Core Concepts
Exploration in reinforcement learning is computationally harder than prediction in supervised learning, under a plausible cryptographic hardness assumption.
Abstract
The paper investigates the computational complexity of reinforcement learning (RL) compared to supervised learning (regression). It focuses on a specific class of Markov decision processes (MDPs) called block MDPs, where the observed states are stochastic emissions from a smaller latent state space.
The key insights are:
The paper constructs a family of block MDPs where reward-free RL (exploring the entire state space) is computationally harder than realizable regression (predicting labels given covariates), under a cryptographic hardness assumption.

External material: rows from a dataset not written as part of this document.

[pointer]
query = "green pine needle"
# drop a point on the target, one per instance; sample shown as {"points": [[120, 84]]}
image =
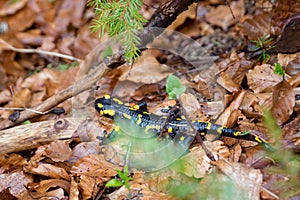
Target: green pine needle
{"points": [[121, 21]]}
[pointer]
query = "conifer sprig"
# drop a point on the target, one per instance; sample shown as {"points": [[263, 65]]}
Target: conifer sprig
{"points": [[120, 20]]}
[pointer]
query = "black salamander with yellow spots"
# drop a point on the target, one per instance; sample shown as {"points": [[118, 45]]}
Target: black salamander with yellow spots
{"points": [[177, 127]]}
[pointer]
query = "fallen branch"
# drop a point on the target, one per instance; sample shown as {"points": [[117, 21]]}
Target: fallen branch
{"points": [[31, 136], [79, 86], [39, 51]]}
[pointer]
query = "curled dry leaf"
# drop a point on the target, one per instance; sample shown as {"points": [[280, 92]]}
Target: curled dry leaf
{"points": [[262, 78], [93, 165], [45, 185], [85, 148], [190, 104], [15, 182], [196, 164], [253, 102], [226, 82], [8, 8], [242, 176], [58, 151], [146, 69], [48, 170], [257, 26], [221, 16], [229, 116], [291, 135], [283, 101]]}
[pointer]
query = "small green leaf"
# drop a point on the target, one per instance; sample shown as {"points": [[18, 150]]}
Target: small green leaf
{"points": [[278, 69], [107, 52], [114, 183], [174, 87]]}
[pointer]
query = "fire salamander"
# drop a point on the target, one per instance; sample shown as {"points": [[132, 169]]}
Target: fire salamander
{"points": [[177, 127]]}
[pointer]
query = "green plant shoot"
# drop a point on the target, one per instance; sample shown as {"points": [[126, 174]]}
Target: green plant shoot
{"points": [[174, 87], [121, 21], [124, 176], [278, 69]]}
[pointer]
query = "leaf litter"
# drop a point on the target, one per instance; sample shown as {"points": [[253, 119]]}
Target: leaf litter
{"points": [[77, 168]]}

The paper also shows that even in reward-directed RL, the natural regression oracle is not sufficient for computationally efficient learning, and some stronger oracle is necessary.

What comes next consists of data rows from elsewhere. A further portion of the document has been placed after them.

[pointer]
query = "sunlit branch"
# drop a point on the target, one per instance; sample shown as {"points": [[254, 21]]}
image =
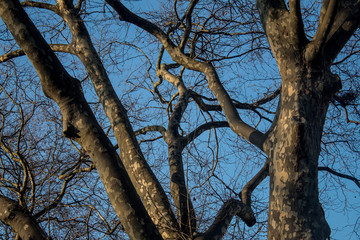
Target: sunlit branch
{"points": [[204, 127], [253, 183], [222, 220], [345, 176], [188, 18], [66, 48]]}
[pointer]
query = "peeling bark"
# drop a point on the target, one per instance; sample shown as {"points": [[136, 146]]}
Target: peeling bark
{"points": [[79, 123], [222, 220], [293, 142], [145, 182]]}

The technical proofs involve novel reductions between RL in block MDPs and variants of the Learning Parities with Noise (LPN) problem, a well-studied cryptographic hardness assumption. This includes showing the robustness of LPN to weakly dependent noise.

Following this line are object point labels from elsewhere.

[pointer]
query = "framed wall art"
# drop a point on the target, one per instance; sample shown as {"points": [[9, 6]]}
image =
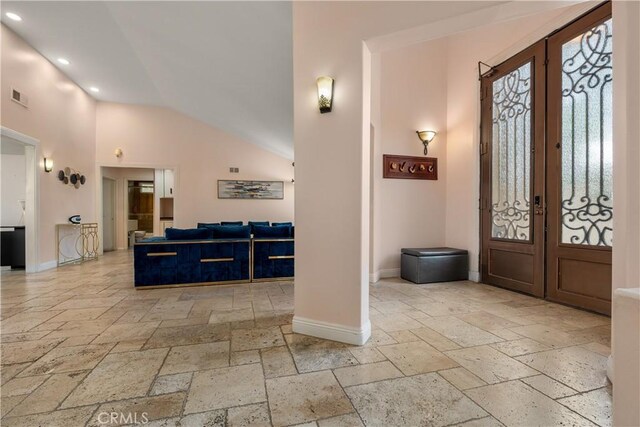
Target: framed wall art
{"points": [[233, 189]]}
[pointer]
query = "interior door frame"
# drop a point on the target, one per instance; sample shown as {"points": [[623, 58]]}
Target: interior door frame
{"points": [[114, 204], [555, 248], [32, 154], [535, 54]]}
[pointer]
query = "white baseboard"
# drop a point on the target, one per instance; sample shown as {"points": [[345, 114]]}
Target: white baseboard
{"points": [[47, 265], [386, 273], [332, 331], [474, 276]]}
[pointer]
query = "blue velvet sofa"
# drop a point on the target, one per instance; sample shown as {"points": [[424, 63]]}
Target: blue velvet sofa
{"points": [[273, 253], [215, 254]]}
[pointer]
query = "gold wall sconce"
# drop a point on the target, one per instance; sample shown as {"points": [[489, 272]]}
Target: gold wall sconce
{"points": [[48, 164], [426, 136], [325, 93]]}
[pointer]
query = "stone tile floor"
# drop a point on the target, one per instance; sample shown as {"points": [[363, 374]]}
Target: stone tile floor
{"points": [[79, 343]]}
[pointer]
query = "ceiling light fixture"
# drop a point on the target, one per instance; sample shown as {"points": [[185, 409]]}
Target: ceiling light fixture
{"points": [[14, 16]]}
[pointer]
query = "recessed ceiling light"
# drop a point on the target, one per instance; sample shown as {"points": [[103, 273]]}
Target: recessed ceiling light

The results suggest that exploration, a core challenge in RL, is fundamentally harder than prediction, which is the focus of supervised learning. This provides a complexity-theoretic separation between these two modes of learning.
The paper also discusses special cases of block MDPs where RL is tractable given access to a regression oracle, highlighting the importance of understanding the structural assumptions that make RL computationally easier.